To All the ‘I Don’t Wait in Line’ Folk: There Might Be an Art to It
Long lines pull me in. Like sirens and revenge and corsets and fame and perfume, promising something worth the wait. I see it stretching down the block, curling around corners, and I feel an itch to join it. A guttural drive, a profound and ancient yearning to stand there, shoulder to shoulder sometimes, crotch to butt more often, with strangers, shuffling forward inch by inch toward whatever waits for us just beyond the front of the line.
It goes back to college, I think. Freshman and sophomore year, we all lined up, excited for the parties at the community centers, school gyms, fenced-in parks, frat houses, and clubs that allowed 18-year-olds. The lines were long, chaotic, full of promise and girls in Wet Seal and Charlotte Russe dresses, barely shivering in a Florida winter. The boys were business casual with soft toe sneakers. Then, something happened the summer before junior year. They sent us all home for break, and too many of us came back different.
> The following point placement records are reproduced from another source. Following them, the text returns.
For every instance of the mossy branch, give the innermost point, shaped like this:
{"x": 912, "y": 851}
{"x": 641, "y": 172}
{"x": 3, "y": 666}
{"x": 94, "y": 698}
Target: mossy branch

Suddenly, folks were too good for lines. They said, loud enough to be heard by whoever was nosey, “Oh, I don’t wait in line,” like it was a matter of principle, like they had somewhere better to be. “You know damn well I’m not going if the line’s long,” they’d say, as if the party inside wasn’t already overflowing into the street. I’d stand there, listening to these self-important declarations, shaking my head, wondering which of the promoters wanted to see them naked.
Because I’ve always loved the line. The way it’s not just a wait but a whole preamble to the thing itself. In line, you meet people. You make jokes. You size up the ones who look like they’re thinking about cutting and unite with strangers to keep the order. This is where you build anticipation. It’s where your appetite grows, whether for the night ahead or the food at the end of the queue. By the time you make it to the front, you’re ready – really ready – to take it all in.
And nothing’s changed. Not really.
In Bangkok not long ago, I stood in a line for three and a half hours, waiting for one of Jay Fai’s legendary omelets with really big lumps of crab meat. There were only 15 people ahead of me, but when you’re waiting for something from someone who pours what tastes like their entire soul into oil in a wok, time bends. And still, I didn’t mind. The line became its own little world and thanks to Spotify, Jalen Ngonda kept me company. And when I finally sat and bit into the first piece of crab, it felt like vindication.
In Tokyo, I did the same for a bowl of ramen. In LA, it was for cronuts and tacos and an elevator to see James Vincent McMorrow on a rooftop. Brooklyn had haircuts and the Bronx had bodega salads, and Taiwan had boba, blood cakes, and crawfish. I’ve stood in lines without even knowing what was at the other end, trusting only that the crowd knew something I didn’t.
And honestly, sometimes the line itself is the adventure. There was this one time in Hollywood, outside of an industry party at the Mondrian. Before me and Tonja got halfway to the door, we’d turned a stranger into a friend and we all left the line together and ended up in bar then a late-night diner, swapping stories about André Leon Tally and the millions of other things that trickle down from there over pancakes or greasy fries or whatever we pigged out on. We never made it to the party, but that wasn’t the point. The line gave us what we needed: connection, spontaneity, and a story to tell.
That’s the thing about lines – they’re not just a wait. They’re a space where you believe in what’s ahead, in the work and care someone’s putting into the thing you’re waiting for. Whether it’s a crab omelet, a bowl of ramen, or the promise of a night you could never ever talk about with Christians, the line teaches you patience. It teaches you faith in the payoff.
So, let’s get back to standing in line. Let’s see where it leads us.